J. Motter1, K. Jackson1, L. Kucirka1, A. Massie1, J. Garonzik-Wang1, S. Bae1, X. Luo1, B. Orandi2, J. Long1, M. Waldram1, A. Muzaale1, J. Coresh1, D. Segev1 1The Johns Hopkins University School Of Medicine,Baltimore, MD, USA 2University Of Alabama at Birmingham,Birmingham, Alabama, USA
Introduction: Incompatible living donor kidney transplant (ILDKT) recipients require increased immunosuppression compared to compatible living donor kidney transplant (LDKT) recipients in order to facilitate transplantation (via desensitization) and prevent acute rejection. This continued exposure to higher levels of immunosuppression may increase their risk of post-transplant cancer.
Methods: Using USRDS data of Medicare beneficiaries, we compared 3351 LDKT to 423 IKT recipients from 22 US transplant centers between 1999 to 2011. Recipients were determined to have developed post-transplant cancer if they had 1 inpatient (Part A) or ≥2 outpatient claims (Part B) for one of 33 different cancers. We estimated the cumulative incidence of post-transplant cancer using the Kaplan-Meier method, and used weighted Cox regression to determine the risk of developing cancer in ILDKT compared to LDKT recipients, adjusting for recipient and transplant-related factors.

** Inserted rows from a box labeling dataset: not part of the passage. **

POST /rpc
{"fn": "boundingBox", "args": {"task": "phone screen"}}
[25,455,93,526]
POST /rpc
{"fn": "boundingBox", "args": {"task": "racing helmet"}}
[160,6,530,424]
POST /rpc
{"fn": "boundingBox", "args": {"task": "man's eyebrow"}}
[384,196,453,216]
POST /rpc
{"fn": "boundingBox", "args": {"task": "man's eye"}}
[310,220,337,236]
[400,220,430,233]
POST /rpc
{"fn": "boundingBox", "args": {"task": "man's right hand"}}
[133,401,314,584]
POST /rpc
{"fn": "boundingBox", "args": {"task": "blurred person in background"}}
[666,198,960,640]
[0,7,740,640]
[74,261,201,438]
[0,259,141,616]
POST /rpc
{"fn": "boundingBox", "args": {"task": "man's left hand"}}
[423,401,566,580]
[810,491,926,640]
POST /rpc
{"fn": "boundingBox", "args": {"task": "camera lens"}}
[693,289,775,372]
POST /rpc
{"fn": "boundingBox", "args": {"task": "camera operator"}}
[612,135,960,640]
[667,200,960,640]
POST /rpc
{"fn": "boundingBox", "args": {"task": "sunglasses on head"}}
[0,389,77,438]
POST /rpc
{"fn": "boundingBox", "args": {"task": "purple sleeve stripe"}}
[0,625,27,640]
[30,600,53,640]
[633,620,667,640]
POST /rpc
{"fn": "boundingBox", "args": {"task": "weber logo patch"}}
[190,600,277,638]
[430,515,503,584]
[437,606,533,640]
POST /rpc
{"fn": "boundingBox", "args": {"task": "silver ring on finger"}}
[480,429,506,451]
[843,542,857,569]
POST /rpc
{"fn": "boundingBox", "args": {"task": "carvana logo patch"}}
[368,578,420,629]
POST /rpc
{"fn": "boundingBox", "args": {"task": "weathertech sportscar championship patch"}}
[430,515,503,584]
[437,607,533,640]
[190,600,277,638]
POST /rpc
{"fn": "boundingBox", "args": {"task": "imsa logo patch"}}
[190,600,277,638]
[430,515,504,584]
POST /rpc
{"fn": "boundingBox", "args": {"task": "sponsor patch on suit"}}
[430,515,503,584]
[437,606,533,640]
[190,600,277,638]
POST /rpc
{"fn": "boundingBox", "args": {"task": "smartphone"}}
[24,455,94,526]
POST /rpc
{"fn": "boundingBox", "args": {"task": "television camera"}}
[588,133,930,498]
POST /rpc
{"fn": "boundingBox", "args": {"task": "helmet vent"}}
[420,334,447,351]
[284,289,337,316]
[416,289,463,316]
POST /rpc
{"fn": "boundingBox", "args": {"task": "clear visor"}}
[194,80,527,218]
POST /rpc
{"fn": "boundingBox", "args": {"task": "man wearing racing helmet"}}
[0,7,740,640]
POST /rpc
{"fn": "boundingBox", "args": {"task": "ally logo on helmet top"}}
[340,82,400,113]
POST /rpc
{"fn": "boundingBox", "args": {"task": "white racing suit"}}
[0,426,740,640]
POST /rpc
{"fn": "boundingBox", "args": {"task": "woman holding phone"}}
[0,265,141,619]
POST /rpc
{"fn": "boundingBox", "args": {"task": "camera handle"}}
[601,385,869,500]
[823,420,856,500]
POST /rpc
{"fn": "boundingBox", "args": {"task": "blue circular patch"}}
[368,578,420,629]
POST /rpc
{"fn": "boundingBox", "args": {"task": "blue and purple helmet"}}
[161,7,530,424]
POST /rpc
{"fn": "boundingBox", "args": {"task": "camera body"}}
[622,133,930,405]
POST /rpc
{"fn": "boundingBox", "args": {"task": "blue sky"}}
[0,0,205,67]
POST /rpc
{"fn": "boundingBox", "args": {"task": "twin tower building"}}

Results: The thee-year cumulative incidence of post-transplant cancer was 1.4% for ILDKT and 2.0% for LDKT recipients. After adjusting for recipient and transplant-related factors, there was no difference in risk of post-transplant cancer among ILDKT vs compatible recipients (weighted hazard ratio: 0.24 0.86 3.14, p=0.8). Additionally, there were no cancer-specific differences in risk for ILDKT compared to LDKT recipients, after adjustment for multiple comparisons.
Conclusion: Despite exposure to higher levels of immunosuppression, ILDKT recipients are not at increased risk of developing a post-transplant cancer. While ILDKT recipients are at increased risk for a variety of post-transplant complications compared to LDKT, cancer does not appear to be one of these. While careful monitoring is warranted, this supports current immunosuppression protocol for ILDKT recipients.